Sebastian Fabijański, o którym w ostatnim czasie było nieco ciszej, we wtorek pojawił się w show Kuby Wojewódzkiego. Aktor/raper/malarz/freak fighter mógł liczyć na pomysłowość prowadzącego. Do studia w pewnym momencie weszła bowiem Anna Markowska, która sprawdziła się w roli Wodzianki.
Dalsza część artykułu pod materiałem wideo
Poza umileniem Sebastianowi czasu w programie "wodnymi" usługami swojej skąpo ubranej ukochanej, Kuba Wojewódzki dla kontrastu przygotował także sporo niezręcznych pytań.
"Obrzydliwe" pytanie Kuby Wojewódzkiego. Tak zareagował Sebastian Fabijański
Większość dotyczyła oczywiście życia uczuciowego Seby, a właściwie jego byłej partnerki - Maffashion.
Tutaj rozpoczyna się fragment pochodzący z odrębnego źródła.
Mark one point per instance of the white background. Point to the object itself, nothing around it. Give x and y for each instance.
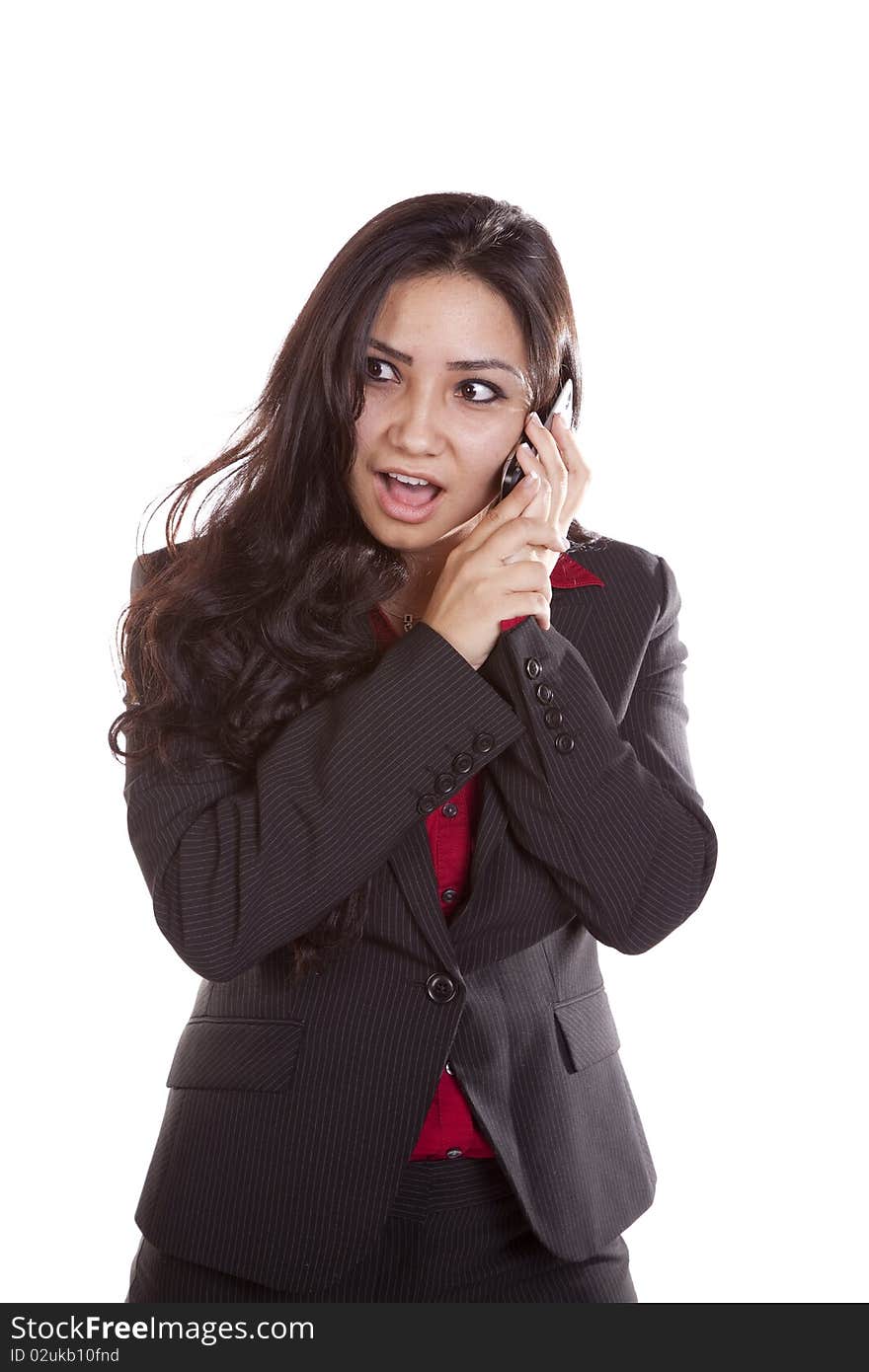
(178, 179)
Showman nie miał żadnych hamulców.
Żałujesz, że Julia jest matką twojego syna? - wypalił w pewnym momencie.
Tata 3,5-letniego Bastka nie krył oburzenia.
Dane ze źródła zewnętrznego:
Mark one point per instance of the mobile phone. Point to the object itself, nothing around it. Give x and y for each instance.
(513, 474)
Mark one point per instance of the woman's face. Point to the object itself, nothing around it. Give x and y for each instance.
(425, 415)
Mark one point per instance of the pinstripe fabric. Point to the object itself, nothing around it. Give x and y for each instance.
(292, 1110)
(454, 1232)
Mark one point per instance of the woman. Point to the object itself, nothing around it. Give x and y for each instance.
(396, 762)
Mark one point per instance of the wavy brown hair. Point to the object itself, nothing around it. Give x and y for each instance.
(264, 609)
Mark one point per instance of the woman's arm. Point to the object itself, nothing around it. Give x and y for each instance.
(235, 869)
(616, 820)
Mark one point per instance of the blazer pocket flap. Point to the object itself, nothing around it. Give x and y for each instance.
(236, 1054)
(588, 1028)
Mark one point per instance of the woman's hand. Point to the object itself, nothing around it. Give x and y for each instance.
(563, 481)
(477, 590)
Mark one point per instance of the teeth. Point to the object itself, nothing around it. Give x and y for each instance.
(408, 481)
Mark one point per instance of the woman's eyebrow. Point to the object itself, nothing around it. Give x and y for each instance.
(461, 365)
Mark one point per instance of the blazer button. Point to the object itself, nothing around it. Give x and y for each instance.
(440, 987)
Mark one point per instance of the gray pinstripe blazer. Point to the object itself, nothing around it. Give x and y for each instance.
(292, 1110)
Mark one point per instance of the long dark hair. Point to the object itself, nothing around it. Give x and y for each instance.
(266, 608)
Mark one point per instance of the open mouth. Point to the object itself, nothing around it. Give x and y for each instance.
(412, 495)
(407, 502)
Co to za obrzydliwe pytanie?! - zareagował z groźną miną.
Dlatego ja jestem autorem - próbował wybrnąć w swoim stylu prowadzący.
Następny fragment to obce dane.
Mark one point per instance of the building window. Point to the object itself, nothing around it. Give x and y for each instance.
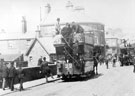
(11, 44)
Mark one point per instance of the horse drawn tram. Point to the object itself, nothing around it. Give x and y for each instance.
(74, 52)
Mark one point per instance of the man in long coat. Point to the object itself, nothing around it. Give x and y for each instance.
(12, 74)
Sebastian Fabijański o Maffashion
Mimo wszystko Fabijański zdecydował się odpowiedzieć.
No nie, no chłopie. Błagam. Ja jestem wdzięczny totalnie. Mój syn to jest największy skarb mojego życia. Gdyby nie on, to mnie by tu nie było. A to jest jego matka! Co za pytanie?! Co za pytanie?! - mówił wyraźnie wzburzony.
Czyli nie? - 60-latek nie odpuszczał.
Musiałbyś powtórzyć, ale chyba nie chcę go słyszeć jeszcze raz - skwitował aktor, dodając, że nie żałuje relacji z Julią Kuczyńską.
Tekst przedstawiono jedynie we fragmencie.